To overcome this, Pyrtable offers a caching strategy for linked records. Instead of loading them one by one, you can first fetch all records from the linked table(s), then work normally over the “linking” table. The following example illustrates this strategy:

# This table contains the records that will be referred to
# in another table
class EmployeeRecord(BaseRecord):
    class Meta:
        # Meta data

    name = StringField('Name')

# This table has a field that links to the first one
class ProjectRecord(BaseRecord):
    class Meta:
        # Meta data

    team = MultipleRecordLinkField('Team Members',
                                   linked_class='EmployeeRecord')

if __name__ == '__main__':
    from pyrtable.context import set_default_context, SimpleCachingContext

    # Set up the caching mechanism
    caching_context = SimpleCachingContext()
    set_default_context(caching_context)

    # Fetch and cache all records from the Employee table
    caching_context.pre_cache(EmployeeRecord)

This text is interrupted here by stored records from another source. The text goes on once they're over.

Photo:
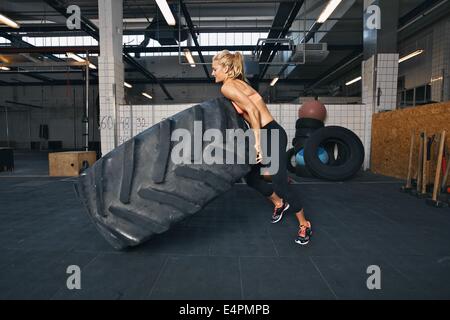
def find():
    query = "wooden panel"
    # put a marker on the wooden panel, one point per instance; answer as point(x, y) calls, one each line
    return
point(68, 164)
point(391, 134)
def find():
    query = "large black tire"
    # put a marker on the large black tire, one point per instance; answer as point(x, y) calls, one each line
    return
point(350, 153)
point(308, 123)
point(136, 191)
point(290, 155)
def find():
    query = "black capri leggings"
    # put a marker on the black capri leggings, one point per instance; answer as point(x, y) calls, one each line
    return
point(279, 180)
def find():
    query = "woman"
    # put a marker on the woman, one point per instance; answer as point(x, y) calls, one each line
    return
point(228, 68)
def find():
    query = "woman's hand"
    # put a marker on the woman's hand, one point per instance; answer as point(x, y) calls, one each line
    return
point(258, 153)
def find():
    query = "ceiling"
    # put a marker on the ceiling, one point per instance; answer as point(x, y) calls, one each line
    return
point(343, 32)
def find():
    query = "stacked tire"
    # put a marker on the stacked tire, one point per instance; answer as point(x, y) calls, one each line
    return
point(345, 151)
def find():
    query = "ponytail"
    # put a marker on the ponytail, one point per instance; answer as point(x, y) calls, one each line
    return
point(234, 62)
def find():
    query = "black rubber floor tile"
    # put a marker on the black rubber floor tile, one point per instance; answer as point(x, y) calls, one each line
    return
point(211, 278)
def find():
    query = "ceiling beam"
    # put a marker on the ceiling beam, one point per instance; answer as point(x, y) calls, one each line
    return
point(287, 26)
point(131, 49)
point(63, 82)
point(93, 31)
point(194, 36)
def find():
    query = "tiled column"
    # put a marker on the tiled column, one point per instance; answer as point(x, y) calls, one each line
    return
point(440, 69)
point(111, 73)
point(379, 91)
point(380, 68)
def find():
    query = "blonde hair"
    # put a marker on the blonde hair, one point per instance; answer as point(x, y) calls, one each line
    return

    # From now on references to ``.team`` field
    # will not require server requests
    for project in ProjectRecord.objects.all():
        print(project.name,
              ', '.join(employee.name for employee in project.team))

When caching will happen?

Besides calling caching_context.pre_cache(RecordClass), this mechanism will also cache any record that is fetched from the server. So, after using set_default_context(SimpleCachingContext()) any linked records will be fetched only once.

Note

If you read the source code you will notice that calling caching_context.pre_cache(EmployeeRecord) is the same as simply fetching all table records (as they will be cached). In other words, this call is equivalent to list(EmployeeRecord.objects.all()).

Controlling which tables are cached

Caching all tables may be too much depending on your scenario. This default behaviour can be tuned using constructor arguments for the SimpleCachingContext class:

class SimpleCachingContext(allow_classes=None, exclude_classes=None)

allow_classes, if specified, is a list of record classes that will always be cached. Any classes not listed will not be cached.

exclude_classes, on the other hand, is a list of record classes that will never be cached. Any classes not listed will be cached.

The CachingContext.pre_cache() method

This method can actually receive several arguments. Each argument specifies what is to be cached:

  • If the argument is a subclass of BaseRecord, then all records will be fetched (by calling .objects.all()) and cached.
  • If the argument is a query (e.g., MyTableRecord.objects.filter(…)), then the records will be fetched and cached.
  • If the argument is a single record object (with a non-null .id), then this record will be stored in the cache without being fetched from the server.